There is limited literature detailing the histology of pharyngeal papillomas. Herein, we report our experience with papillomas occurring in the oro-and nasopharynx that have both squamous and respiratory features akin to the sinonasal Schneiderian papilloma. We retrospectively reviewed pharyngeal papillomas that were composed of both squamous and respiratory epithelium received at our institution between 2010 and 2020. Cases of sinonasal papillomas directly extending into the pharynx were excluded. Immunohistochemistry for p16 as well as RNA in situ hybridization to evaluate for 6 low-risk and 18 high-risk HPV genotypes were performed on all cases. Thirteen cases were included. Mean age was 61 with 12 males and 1 female. While often incidentally found, presenting symptoms included globus sensation, hemoptysis, and hoarseness of voice. Histologically, all tumors consisted of squamous and respiratory epithelium with neutrophilic infiltrates arranged in an exophytic/papillary architecture that was reminiscent of the exophytic type of Schneiderian papilloma. Immunohistochemistry for p16 was negative in all papillomas. 85% were positive for low-risk human papillomavirus (HPV) subtypes and all were negative for high-risk HPV subtypes. A well-differentiated, invasive squamous cell carcinoma was associated with two of the cases. Papillomas with squamous and respiratory features similar to the sinonasal exophytic Schneiderian papilloma can arise in the oro- and nasopharynx and like their sinonasal counterparts show an association with HPV. While many in this series were benign, they can be harbingers for invasive squamous cell carcinoma.

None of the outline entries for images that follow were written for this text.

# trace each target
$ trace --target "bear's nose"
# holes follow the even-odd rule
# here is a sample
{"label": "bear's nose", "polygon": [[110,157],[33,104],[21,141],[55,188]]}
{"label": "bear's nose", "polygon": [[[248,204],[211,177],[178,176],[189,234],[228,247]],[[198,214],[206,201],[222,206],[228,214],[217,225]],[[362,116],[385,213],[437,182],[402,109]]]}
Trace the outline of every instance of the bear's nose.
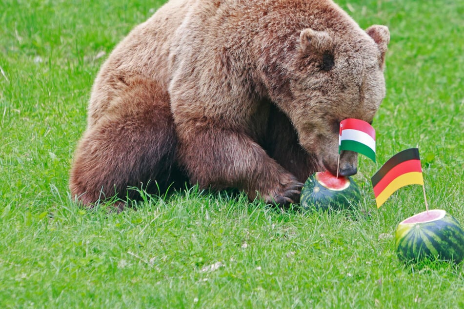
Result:
{"label": "bear's nose", "polygon": [[339,170],[339,174],[342,176],[351,176],[358,173],[358,168],[353,165],[344,166]]}

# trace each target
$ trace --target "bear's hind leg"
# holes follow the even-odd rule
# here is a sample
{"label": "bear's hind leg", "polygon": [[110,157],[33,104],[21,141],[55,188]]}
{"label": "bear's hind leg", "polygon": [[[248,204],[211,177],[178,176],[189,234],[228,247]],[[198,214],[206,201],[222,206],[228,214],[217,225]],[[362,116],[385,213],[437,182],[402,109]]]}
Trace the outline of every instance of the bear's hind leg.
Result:
{"label": "bear's hind leg", "polygon": [[[196,124],[196,125],[193,125]],[[285,207],[298,203],[303,184],[246,134],[209,124],[191,124],[179,130],[179,158],[192,183],[200,187],[244,191]]]}
{"label": "bear's hind leg", "polygon": [[76,150],[69,186],[87,206],[115,195],[137,199],[140,194],[128,187],[155,193],[182,178],[168,95],[145,78],[126,82],[123,95],[87,129]]}

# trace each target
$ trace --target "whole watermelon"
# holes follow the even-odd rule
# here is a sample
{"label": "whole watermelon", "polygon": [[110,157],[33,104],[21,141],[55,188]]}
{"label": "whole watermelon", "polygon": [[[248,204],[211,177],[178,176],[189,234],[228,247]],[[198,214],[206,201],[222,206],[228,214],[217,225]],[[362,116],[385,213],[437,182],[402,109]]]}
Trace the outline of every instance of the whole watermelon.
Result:
{"label": "whole watermelon", "polygon": [[458,263],[464,258],[464,232],[443,210],[424,212],[401,222],[395,238],[398,258],[403,262],[431,259]]}
{"label": "whole watermelon", "polygon": [[348,209],[360,200],[358,185],[350,177],[338,178],[329,172],[311,175],[302,189],[300,206],[304,210]]}

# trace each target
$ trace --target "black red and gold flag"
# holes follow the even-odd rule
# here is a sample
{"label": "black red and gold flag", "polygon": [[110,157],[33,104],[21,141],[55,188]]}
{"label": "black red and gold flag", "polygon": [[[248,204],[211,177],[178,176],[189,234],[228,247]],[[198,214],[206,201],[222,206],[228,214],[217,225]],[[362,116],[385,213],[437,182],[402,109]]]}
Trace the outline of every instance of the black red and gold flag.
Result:
{"label": "black red and gold flag", "polygon": [[410,148],[398,153],[383,164],[371,180],[377,208],[402,187],[424,186],[419,149]]}

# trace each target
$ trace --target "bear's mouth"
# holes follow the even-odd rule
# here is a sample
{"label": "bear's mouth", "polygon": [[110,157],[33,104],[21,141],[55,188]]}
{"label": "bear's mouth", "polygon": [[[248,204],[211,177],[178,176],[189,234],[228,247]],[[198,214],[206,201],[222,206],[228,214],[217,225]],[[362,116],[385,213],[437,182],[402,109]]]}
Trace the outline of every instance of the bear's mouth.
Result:
{"label": "bear's mouth", "polygon": [[[324,160],[323,159],[322,160],[322,164],[321,164],[321,165],[322,166],[322,167],[323,167],[323,168],[325,168],[326,170],[328,171],[330,173],[330,174],[332,174],[332,175],[337,174],[337,165],[336,164],[335,164],[335,165],[333,164],[329,164],[328,162],[327,162],[325,160]],[[321,171],[321,172],[323,172],[323,171]]]}

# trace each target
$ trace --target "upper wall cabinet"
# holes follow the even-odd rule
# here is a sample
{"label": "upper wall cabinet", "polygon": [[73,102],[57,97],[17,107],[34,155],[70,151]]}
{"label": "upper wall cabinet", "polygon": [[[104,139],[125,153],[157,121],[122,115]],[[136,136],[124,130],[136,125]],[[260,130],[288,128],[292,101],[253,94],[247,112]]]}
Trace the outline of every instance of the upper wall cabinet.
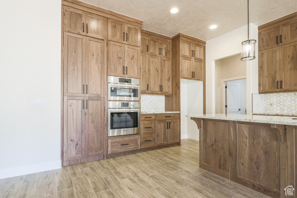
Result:
{"label": "upper wall cabinet", "polygon": [[70,32],[64,34],[64,95],[102,97],[105,41]]}
{"label": "upper wall cabinet", "polygon": [[64,6],[63,17],[64,31],[101,39],[106,38],[107,18]]}
{"label": "upper wall cabinet", "polygon": [[140,47],[140,28],[111,19],[108,20],[108,39]]}
{"label": "upper wall cabinet", "polygon": [[297,13],[259,30],[259,91],[297,91]]}

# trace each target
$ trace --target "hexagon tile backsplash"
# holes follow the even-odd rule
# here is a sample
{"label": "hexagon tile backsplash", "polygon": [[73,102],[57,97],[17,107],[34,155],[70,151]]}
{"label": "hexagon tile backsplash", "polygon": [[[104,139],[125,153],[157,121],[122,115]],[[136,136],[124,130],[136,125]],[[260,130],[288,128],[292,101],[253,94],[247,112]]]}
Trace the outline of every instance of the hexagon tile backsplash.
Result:
{"label": "hexagon tile backsplash", "polygon": [[142,94],[140,102],[142,112],[165,111],[165,96]]}
{"label": "hexagon tile backsplash", "polygon": [[297,92],[252,94],[253,113],[297,114]]}

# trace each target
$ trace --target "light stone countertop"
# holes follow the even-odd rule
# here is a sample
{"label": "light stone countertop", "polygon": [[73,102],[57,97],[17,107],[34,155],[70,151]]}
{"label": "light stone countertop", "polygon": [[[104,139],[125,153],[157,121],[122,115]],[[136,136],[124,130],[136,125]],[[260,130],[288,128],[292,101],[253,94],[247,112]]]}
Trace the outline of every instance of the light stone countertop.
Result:
{"label": "light stone countertop", "polygon": [[285,113],[253,113],[253,115],[280,115],[282,116],[296,116],[297,114]]}
{"label": "light stone countertop", "polygon": [[141,112],[141,114],[150,114],[156,113],[180,113],[179,111],[150,111],[148,112]]}
{"label": "light stone countertop", "polygon": [[198,118],[215,120],[224,120],[262,123],[297,126],[297,117],[259,115],[206,114],[186,115],[186,117]]}

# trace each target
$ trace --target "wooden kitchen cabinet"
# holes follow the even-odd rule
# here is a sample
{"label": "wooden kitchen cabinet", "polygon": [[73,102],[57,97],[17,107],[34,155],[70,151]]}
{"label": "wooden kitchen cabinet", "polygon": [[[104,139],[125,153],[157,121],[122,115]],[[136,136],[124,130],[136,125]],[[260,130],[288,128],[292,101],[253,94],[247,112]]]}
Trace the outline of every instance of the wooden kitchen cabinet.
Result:
{"label": "wooden kitchen cabinet", "polygon": [[64,96],[64,165],[103,158],[104,107],[102,98]]}
{"label": "wooden kitchen cabinet", "polygon": [[297,14],[288,16],[258,27],[260,93],[297,91]]}
{"label": "wooden kitchen cabinet", "polygon": [[171,59],[150,55],[148,58],[148,88],[146,93],[171,94]]}
{"label": "wooden kitchen cabinet", "polygon": [[103,96],[104,44],[103,40],[64,32],[64,96]]}
{"label": "wooden kitchen cabinet", "polygon": [[107,34],[107,18],[63,6],[64,31],[100,39]]}
{"label": "wooden kitchen cabinet", "polygon": [[109,18],[108,39],[140,47],[140,28],[139,27]]}
{"label": "wooden kitchen cabinet", "polygon": [[139,47],[110,41],[108,43],[108,75],[139,78]]}

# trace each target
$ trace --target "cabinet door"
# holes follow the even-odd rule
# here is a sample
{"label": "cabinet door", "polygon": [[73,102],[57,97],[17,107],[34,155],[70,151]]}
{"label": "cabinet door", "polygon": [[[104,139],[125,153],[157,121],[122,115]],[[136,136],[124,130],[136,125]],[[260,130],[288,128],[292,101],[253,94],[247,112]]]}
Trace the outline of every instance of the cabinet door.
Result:
{"label": "cabinet door", "polygon": [[168,122],[167,120],[156,121],[155,145],[166,144],[168,142]]}
{"label": "cabinet door", "polygon": [[64,96],[63,121],[63,161],[85,157],[85,97]]}
{"label": "cabinet door", "polygon": [[140,91],[141,93],[147,93],[148,91],[148,55],[140,55],[141,77],[140,78]]}
{"label": "cabinet door", "polygon": [[108,41],[108,75],[124,77],[125,45]]}
{"label": "cabinet door", "polygon": [[204,61],[204,48],[203,45],[196,43],[192,43],[193,57],[195,60]]}
{"label": "cabinet door", "polygon": [[140,44],[140,52],[147,54],[148,52],[148,38],[143,36],[141,36]]}
{"label": "cabinet door", "polygon": [[87,36],[105,39],[107,34],[107,18],[87,13],[86,16]]}
{"label": "cabinet door", "polygon": [[279,46],[279,26],[260,32],[259,35],[260,51]]}
{"label": "cabinet door", "polygon": [[171,59],[161,58],[161,93],[171,94],[172,93]]}
{"label": "cabinet door", "polygon": [[108,39],[125,43],[125,23],[109,18],[108,24]]}
{"label": "cabinet door", "polygon": [[125,58],[126,76],[140,78],[140,48],[126,45]]}
{"label": "cabinet door", "polygon": [[85,96],[85,38],[84,36],[64,32],[64,96]]}
{"label": "cabinet door", "polygon": [[126,43],[140,47],[140,28],[130,24],[126,24]]}
{"label": "cabinet door", "polygon": [[297,90],[297,42],[280,47],[281,91]]}
{"label": "cabinet door", "polygon": [[259,93],[279,91],[279,47],[259,53]]}
{"label": "cabinet door", "polygon": [[168,144],[179,142],[180,128],[179,120],[169,120],[168,122]]}
{"label": "cabinet door", "polygon": [[72,7],[63,6],[64,31],[86,35],[86,12]]}
{"label": "cabinet door", "polygon": [[192,61],[192,71],[193,71],[193,80],[203,81],[204,76],[203,61],[194,59]]}
{"label": "cabinet door", "polygon": [[149,93],[159,94],[161,91],[160,70],[161,57],[148,55],[148,83]]}
{"label": "cabinet door", "polygon": [[188,58],[193,56],[192,43],[190,42],[181,40],[181,56]]}
{"label": "cabinet door", "polygon": [[161,47],[159,40],[148,38],[148,54],[158,56],[161,55]]}
{"label": "cabinet door", "polygon": [[86,37],[86,96],[104,96],[105,49],[104,40]]}
{"label": "cabinet door", "polygon": [[181,78],[192,79],[192,59],[181,57]]}
{"label": "cabinet door", "polygon": [[161,41],[161,57],[171,58],[172,44],[165,41]]}
{"label": "cabinet door", "polygon": [[86,98],[86,157],[103,155],[104,145],[104,98]]}
{"label": "cabinet door", "polygon": [[297,20],[281,26],[279,34],[282,35],[281,45],[297,41]]}

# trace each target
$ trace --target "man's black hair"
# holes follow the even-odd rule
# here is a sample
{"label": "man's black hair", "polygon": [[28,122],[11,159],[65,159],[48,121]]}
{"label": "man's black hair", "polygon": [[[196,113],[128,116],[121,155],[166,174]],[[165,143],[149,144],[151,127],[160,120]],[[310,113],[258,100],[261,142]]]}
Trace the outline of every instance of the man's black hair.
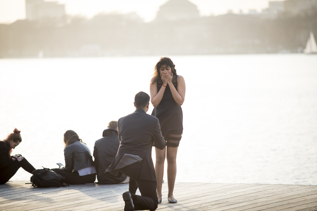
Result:
{"label": "man's black hair", "polygon": [[140,91],[135,95],[134,104],[137,109],[143,109],[150,102],[150,96],[145,92]]}

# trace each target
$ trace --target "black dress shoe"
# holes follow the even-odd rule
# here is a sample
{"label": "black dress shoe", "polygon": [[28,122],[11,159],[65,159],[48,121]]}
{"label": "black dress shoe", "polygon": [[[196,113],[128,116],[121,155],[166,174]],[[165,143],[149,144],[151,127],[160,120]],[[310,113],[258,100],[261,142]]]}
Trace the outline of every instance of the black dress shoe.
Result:
{"label": "black dress shoe", "polygon": [[122,195],[122,197],[125,203],[124,211],[134,211],[134,206],[133,205],[133,201],[130,192],[128,191],[125,192]]}

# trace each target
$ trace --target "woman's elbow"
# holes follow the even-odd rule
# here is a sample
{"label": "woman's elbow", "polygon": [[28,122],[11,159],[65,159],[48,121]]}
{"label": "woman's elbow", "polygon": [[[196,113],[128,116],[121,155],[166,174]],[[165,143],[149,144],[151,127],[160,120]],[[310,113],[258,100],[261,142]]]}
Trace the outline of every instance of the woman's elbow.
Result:
{"label": "woman's elbow", "polygon": [[179,102],[177,103],[177,104],[178,105],[180,106],[181,106],[184,103],[184,101],[182,101],[181,102]]}
{"label": "woman's elbow", "polygon": [[158,105],[155,102],[151,102],[152,103],[152,105],[153,106],[153,107],[155,107],[155,108],[157,107]]}

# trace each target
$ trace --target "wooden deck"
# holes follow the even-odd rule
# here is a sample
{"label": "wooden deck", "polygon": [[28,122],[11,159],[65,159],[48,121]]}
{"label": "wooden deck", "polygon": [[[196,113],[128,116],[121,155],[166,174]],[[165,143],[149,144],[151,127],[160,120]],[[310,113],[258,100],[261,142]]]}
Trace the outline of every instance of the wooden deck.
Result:
{"label": "wooden deck", "polygon": [[[121,195],[128,185],[93,183],[40,188],[25,182],[0,185],[0,210],[123,210]],[[178,183],[174,195],[178,202],[175,204],[167,201],[167,183],[163,183],[163,191],[159,211],[317,210],[317,186]]]}

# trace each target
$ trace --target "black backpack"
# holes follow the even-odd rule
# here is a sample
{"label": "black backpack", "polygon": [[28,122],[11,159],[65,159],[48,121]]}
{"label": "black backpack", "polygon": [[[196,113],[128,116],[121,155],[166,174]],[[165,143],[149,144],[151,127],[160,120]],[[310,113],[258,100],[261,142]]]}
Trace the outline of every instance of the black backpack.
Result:
{"label": "black backpack", "polygon": [[39,188],[47,187],[66,187],[68,184],[64,184],[65,177],[49,169],[43,167],[43,169],[37,169],[32,171],[31,177],[32,186]]}

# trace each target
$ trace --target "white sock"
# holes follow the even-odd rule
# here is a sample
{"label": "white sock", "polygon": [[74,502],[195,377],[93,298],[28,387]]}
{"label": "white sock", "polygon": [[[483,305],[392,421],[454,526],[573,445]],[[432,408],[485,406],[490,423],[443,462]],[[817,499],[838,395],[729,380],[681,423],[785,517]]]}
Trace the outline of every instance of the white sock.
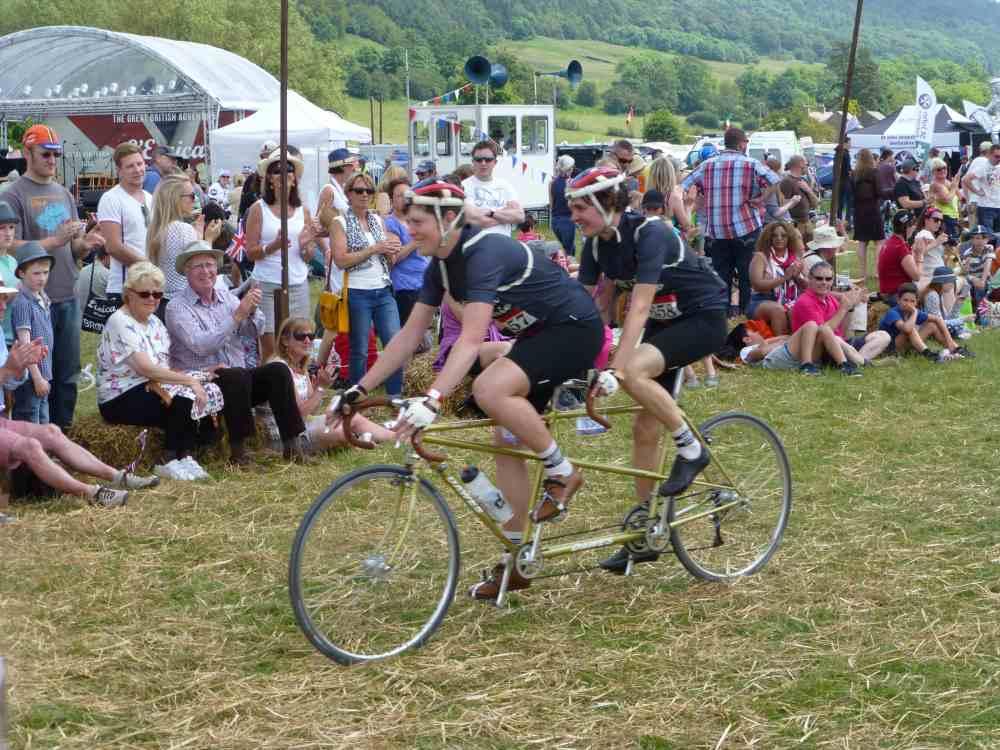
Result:
{"label": "white sock", "polygon": [[683,425],[679,430],[671,434],[674,437],[674,445],[677,446],[677,452],[681,455],[681,458],[693,461],[701,455],[701,443],[698,442],[698,438],[691,432],[690,427]]}

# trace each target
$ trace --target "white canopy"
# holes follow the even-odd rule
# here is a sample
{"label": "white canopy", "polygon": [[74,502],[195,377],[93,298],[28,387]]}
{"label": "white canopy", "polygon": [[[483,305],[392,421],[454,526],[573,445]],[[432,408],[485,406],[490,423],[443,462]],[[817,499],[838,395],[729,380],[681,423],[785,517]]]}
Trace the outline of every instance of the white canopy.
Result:
{"label": "white canopy", "polygon": [[[264,104],[256,113],[232,125],[209,133],[213,178],[223,169],[234,174],[244,165],[257,168],[260,147],[265,141],[278,141],[281,102],[278,98]],[[320,189],[326,184],[326,156],[347,141],[371,143],[371,131],[348,122],[335,112],[327,112],[295,91],[288,92],[288,143],[302,151],[305,173],[302,176],[303,199],[315,206]]]}

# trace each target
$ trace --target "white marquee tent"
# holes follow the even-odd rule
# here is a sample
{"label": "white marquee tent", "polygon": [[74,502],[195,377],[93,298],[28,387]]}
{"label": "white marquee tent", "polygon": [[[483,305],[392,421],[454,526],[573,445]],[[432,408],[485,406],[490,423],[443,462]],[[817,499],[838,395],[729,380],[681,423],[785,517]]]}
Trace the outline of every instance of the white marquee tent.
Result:
{"label": "white marquee tent", "polygon": [[[237,174],[244,165],[257,168],[261,145],[265,141],[278,142],[280,108],[275,98],[250,117],[209,133],[213,177],[222,169]],[[307,206],[315,206],[327,182],[327,154],[347,141],[371,140],[368,128],[317,107],[295,91],[288,92],[288,143],[302,151],[305,172],[301,192]]]}

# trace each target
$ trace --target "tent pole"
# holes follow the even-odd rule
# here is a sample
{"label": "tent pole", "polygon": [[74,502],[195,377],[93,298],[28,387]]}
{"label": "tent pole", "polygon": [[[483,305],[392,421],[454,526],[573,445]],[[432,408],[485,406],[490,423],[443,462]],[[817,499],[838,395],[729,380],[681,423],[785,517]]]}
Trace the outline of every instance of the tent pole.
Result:
{"label": "tent pole", "polygon": [[[281,0],[281,109],[279,148],[281,149],[281,290],[274,295],[274,337],[288,317],[288,0]],[[267,175],[264,176],[267,179]]]}
{"label": "tent pole", "polygon": [[[830,219],[836,225],[837,213],[840,211],[840,191],[845,149],[844,138],[847,136],[847,105],[851,101],[851,84],[854,82],[854,58],[858,54],[858,34],[861,31],[861,10],[864,0],[858,0],[857,9],[854,12],[854,34],[851,36],[851,54],[847,58],[847,77],[844,80],[844,104],[840,109],[840,136],[837,139],[836,156],[833,160],[833,199],[830,201]],[[867,276],[867,271],[864,276]]]}

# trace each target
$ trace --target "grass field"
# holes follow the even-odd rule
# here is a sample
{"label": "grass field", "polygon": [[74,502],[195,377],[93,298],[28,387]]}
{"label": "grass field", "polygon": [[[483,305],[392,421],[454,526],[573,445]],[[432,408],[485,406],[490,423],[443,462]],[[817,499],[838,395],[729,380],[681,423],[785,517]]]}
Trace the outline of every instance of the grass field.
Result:
{"label": "grass field", "polygon": [[[782,436],[792,518],[760,574],[700,583],[668,555],[542,581],[503,611],[460,595],[422,650],[367,667],[308,645],[286,567],[313,498],[391,449],[214,467],[120,512],[18,506],[0,527],[12,747],[998,747],[1000,335],[969,343],[973,361],[739,370],[685,395],[698,420],[747,410]],[[623,419],[564,440],[603,460],[628,445]],[[630,504],[588,481],[568,523]],[[496,545],[458,521],[461,592]]]}

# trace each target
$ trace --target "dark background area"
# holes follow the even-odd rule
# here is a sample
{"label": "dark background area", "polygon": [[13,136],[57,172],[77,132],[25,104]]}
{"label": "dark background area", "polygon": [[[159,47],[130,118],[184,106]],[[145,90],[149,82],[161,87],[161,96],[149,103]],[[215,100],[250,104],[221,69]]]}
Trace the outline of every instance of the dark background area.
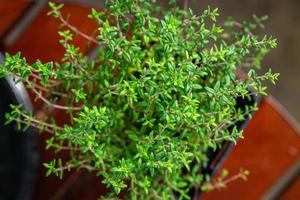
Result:
{"label": "dark background area", "polygon": [[220,20],[251,20],[252,14],[268,15],[261,33],[273,35],[278,46],[265,58],[262,71],[279,72],[278,83],[270,93],[300,122],[300,1],[299,0],[190,0],[190,7],[201,11],[211,5],[219,8]]}

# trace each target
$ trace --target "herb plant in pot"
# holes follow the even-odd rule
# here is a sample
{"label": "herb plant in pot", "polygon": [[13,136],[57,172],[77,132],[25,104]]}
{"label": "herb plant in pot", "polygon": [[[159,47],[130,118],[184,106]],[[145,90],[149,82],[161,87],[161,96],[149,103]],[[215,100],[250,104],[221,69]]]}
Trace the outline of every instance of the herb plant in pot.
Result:
{"label": "herb plant in pot", "polygon": [[[49,14],[63,25],[61,62],[29,64],[20,54],[6,55],[1,76],[24,82],[48,109],[69,116],[61,126],[21,105],[7,114],[8,122],[51,133],[49,148],[69,151],[68,160],[44,164],[47,175],[97,172],[111,191],[105,198],[126,191],[128,199],[190,199],[191,190],[207,189],[209,152],[241,138],[237,123],[257,109],[237,101],[265,95],[263,82],[277,80],[271,71],[256,73],[276,41],[253,34],[264,17],[219,23],[217,9],[196,14],[169,3],[165,10],[155,1],[107,1],[88,16],[98,24],[96,37],[50,3]],[[74,34],[98,46],[94,59],[72,44]],[[244,66],[247,76],[239,79]]]}

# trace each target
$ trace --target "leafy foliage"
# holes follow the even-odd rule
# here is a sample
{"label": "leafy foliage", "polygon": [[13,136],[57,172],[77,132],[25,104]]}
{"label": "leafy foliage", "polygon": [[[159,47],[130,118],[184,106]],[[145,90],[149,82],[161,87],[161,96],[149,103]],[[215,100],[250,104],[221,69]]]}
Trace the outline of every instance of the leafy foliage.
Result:
{"label": "leafy foliage", "polygon": [[[205,181],[206,152],[241,138],[228,127],[257,109],[238,109],[236,99],[266,94],[263,81],[278,77],[256,73],[276,46],[272,37],[252,33],[265,17],[219,23],[218,10],[210,7],[195,14],[176,4],[164,10],[155,1],[114,0],[88,16],[99,25],[93,38],[63,18],[63,5],[49,5],[64,27],[61,62],[29,64],[20,53],[6,54],[0,75],[23,81],[71,122],[58,126],[21,106],[12,106],[7,120],[50,132],[47,148],[70,151],[70,160],[45,164],[47,175],[96,171],[112,189],[107,197],[126,189],[129,199],[189,199],[188,191]],[[99,46],[95,59],[72,44],[74,34]],[[243,66],[250,69],[239,79],[235,72]]]}

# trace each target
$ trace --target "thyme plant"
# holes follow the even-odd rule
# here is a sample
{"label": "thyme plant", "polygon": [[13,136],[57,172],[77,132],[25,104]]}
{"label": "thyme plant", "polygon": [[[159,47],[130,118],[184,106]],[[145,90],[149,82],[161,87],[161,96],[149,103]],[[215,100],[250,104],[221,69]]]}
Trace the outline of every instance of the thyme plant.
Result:
{"label": "thyme plant", "polygon": [[[239,109],[236,99],[265,95],[264,81],[278,77],[256,73],[276,46],[272,37],[253,33],[266,18],[222,23],[218,9],[199,14],[169,3],[164,9],[155,0],[108,0],[88,16],[98,24],[96,37],[70,24],[63,5],[50,3],[49,14],[63,25],[61,62],[27,63],[20,53],[6,54],[1,77],[22,81],[49,110],[69,116],[59,126],[22,105],[6,115],[19,128],[51,133],[47,148],[70,152],[69,160],[45,163],[47,175],[86,168],[111,189],[107,198],[126,190],[128,199],[189,199],[189,190],[206,180],[207,151],[242,137],[235,123],[257,107]],[[95,59],[72,44],[74,35],[99,47]],[[238,78],[242,67],[247,76]]]}

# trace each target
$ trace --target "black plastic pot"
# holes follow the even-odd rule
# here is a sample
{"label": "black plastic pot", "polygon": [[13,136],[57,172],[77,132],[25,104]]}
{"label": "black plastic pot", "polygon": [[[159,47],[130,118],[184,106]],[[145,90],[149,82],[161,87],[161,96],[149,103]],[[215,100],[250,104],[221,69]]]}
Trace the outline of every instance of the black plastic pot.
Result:
{"label": "black plastic pot", "polygon": [[[251,90],[250,90],[251,91]],[[238,98],[236,99],[237,108],[245,110],[246,106],[253,106],[254,104],[259,104],[260,98],[258,96],[251,96],[251,99],[247,98]],[[252,113],[253,115],[254,113]],[[238,130],[244,130],[250,122],[250,118],[246,118],[244,121],[239,121],[235,125]],[[232,128],[232,127],[231,127]],[[231,129],[229,128],[229,129]],[[210,150],[207,152],[207,157],[209,158],[208,167],[201,169],[202,174],[207,174],[213,177],[216,172],[220,169],[223,162],[228,157],[229,153],[231,152],[232,148],[234,147],[233,142],[223,142],[221,148],[217,149],[216,151]],[[190,196],[193,200],[199,200],[201,197],[201,190],[194,189],[190,191]]]}
{"label": "black plastic pot", "polygon": [[10,104],[32,109],[22,83],[16,84],[11,77],[5,77],[0,79],[0,199],[30,200],[39,165],[37,132],[32,127],[21,132],[15,124],[4,124]]}

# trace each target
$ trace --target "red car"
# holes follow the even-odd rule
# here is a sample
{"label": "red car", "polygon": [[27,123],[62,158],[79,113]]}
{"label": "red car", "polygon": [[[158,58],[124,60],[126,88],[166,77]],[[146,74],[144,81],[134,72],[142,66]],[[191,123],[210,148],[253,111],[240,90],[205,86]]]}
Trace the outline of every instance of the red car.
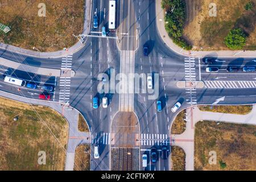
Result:
{"label": "red car", "polygon": [[51,98],[50,95],[40,94],[39,96],[40,99],[43,99],[44,100],[49,100]]}

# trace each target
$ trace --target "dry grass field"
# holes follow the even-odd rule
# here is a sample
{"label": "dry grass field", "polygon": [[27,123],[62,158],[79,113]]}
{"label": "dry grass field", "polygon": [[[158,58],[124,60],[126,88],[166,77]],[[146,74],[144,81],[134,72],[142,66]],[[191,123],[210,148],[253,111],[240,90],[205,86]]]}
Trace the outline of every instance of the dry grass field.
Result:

Keywords: Papilloma, Sinonasal tract, Pharynx, Papillomavirus infections, Squamous cell carcinoma, Head and neck neoplasms

Introduction

Schneiderian papillomas, also known as sinonasal papillomas, are benign neoplasms that are derived from the Schneiderian mucosa [1]. The Schneiderian mucosa is an ectodermally derived ciliated respiratory mucosa lining the nasal cavity and paranasal sinuses [1]. In the sinonasal region these papillomas have been divided into three subtypes: inverted, exophytic and oncocytic [2]. There has been an ongoing debate since the 1800s, with regards to their nosology, etiology, and terminology; this history and the characteristics of each subtype are reviewed by Dr. Justin Bishop in his 2017 update on sinonasal papillomas [3].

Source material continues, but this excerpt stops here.